Tuesday, January 18, 2011

Moving a type (i.e. class) to another assembly

In .NET, one often refers to other assemblies that contain specific modules that you can use in your application. Say, you reference a DLL that contains some classes that you will use in your application. Suppose the application is deployed. Now, suppose you want to move one class of the DLL to another assembly. What can you do in this situation with old coding methodoligies? The old methodologies say,
  • Remove the class from the existing DLL.
  • Create another DLL (assembly) using that class.
  • Recompile both the DLLs.
  • From your application, add a reference to the new DLL.
  • Recompile the application.
  • Re-deploy the whole thing.
Wouldn't it be nice to leave the deployed application untouched, and make whatever changes are needed in the DLLs? Obviously, that would be nicer. That's where theTypeForwardedTo attribute comes into the scene. By using this, you can move your necessary classes out to a new assembly.

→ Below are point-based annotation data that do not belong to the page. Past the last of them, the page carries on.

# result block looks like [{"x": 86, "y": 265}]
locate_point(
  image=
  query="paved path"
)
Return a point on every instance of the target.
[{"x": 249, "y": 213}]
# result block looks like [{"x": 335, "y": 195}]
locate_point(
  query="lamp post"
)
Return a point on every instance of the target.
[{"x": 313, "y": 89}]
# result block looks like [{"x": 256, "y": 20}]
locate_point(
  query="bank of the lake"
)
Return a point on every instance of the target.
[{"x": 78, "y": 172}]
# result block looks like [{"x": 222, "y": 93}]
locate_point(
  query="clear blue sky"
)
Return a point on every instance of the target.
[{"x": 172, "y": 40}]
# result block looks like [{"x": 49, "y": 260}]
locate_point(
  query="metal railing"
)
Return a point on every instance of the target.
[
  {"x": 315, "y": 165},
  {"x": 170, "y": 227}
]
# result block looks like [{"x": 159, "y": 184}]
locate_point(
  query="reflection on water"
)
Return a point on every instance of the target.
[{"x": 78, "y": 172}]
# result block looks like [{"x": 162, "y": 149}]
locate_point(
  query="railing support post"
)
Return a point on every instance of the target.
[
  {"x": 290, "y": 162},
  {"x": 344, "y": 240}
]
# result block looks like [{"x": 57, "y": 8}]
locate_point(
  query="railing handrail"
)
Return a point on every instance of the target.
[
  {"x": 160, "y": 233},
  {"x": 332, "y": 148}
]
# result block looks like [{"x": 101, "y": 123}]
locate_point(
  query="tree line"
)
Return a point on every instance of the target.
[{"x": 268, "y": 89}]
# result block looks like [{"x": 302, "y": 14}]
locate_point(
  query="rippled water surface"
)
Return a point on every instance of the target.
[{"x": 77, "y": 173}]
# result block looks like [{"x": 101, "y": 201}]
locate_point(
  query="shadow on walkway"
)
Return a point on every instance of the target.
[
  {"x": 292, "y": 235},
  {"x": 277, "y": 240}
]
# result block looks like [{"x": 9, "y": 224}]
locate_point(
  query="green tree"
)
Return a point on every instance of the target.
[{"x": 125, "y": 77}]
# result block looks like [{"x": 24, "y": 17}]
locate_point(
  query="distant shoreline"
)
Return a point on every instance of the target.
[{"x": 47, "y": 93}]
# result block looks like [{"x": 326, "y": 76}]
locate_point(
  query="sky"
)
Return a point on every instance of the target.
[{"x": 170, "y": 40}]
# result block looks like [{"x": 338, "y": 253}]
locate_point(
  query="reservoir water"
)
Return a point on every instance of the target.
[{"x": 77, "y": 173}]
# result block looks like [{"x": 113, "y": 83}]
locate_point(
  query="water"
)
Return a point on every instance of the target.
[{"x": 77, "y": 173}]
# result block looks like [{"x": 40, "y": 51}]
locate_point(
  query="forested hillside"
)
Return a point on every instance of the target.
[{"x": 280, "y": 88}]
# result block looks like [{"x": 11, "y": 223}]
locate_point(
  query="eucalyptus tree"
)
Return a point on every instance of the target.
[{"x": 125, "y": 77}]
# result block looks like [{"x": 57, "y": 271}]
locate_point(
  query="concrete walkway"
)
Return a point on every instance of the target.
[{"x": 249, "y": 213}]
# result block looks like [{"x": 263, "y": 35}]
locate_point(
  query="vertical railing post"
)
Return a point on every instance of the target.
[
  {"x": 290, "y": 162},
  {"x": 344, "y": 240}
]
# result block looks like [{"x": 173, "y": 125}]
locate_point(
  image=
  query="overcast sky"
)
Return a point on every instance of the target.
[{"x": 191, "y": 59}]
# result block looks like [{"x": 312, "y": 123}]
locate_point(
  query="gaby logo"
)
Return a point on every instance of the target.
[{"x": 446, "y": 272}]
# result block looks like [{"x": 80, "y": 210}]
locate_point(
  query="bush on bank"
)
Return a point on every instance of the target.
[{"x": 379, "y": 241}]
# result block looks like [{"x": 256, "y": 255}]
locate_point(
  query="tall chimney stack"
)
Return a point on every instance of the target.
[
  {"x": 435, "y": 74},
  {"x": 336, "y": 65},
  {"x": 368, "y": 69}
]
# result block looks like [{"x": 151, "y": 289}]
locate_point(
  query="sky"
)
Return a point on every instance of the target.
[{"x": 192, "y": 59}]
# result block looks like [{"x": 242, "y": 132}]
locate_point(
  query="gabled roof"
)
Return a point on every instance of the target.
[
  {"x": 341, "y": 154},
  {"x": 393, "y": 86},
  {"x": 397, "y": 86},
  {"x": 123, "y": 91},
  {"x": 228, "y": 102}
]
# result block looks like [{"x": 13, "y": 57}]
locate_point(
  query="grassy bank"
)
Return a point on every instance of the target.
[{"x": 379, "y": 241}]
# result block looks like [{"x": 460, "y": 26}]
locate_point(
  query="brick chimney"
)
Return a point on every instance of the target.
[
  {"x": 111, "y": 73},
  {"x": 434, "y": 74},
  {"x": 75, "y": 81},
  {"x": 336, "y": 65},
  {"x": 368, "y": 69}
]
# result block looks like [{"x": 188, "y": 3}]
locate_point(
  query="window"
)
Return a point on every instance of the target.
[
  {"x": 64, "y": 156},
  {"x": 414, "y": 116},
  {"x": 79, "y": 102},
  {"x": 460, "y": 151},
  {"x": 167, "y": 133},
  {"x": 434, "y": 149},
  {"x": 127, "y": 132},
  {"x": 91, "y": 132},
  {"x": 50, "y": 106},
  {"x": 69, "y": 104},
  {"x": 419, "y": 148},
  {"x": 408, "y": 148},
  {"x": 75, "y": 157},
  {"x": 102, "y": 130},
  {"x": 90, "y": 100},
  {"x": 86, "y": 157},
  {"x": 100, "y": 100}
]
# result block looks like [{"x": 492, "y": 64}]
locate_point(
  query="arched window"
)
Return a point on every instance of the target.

Now, when your application looks for the class in the old DLL, the old DLL tells your application (the JIT compiler—to be precise), "Well, the person (class) who lived here has moved to another location; here is the address." It gives in the address, your application follows the address, there it finds the class, and things go on as is.
So, simply you will create another assembly (DLL) and move the class to the new assembly. Then, you have to compile the new DLL and add a reference to it from the previous DLL. Then, you will add a TypeForwardedTo attribute in the previous DLL to mean a specified type is forwarded to some other assembly. Then, you have to recompile the old DLL and, as a result, you will have two DLLs in the release folder of the previous DLL. Now, you just have to place both the DLLs in the root of the deployed application (or wherever the old DLL is).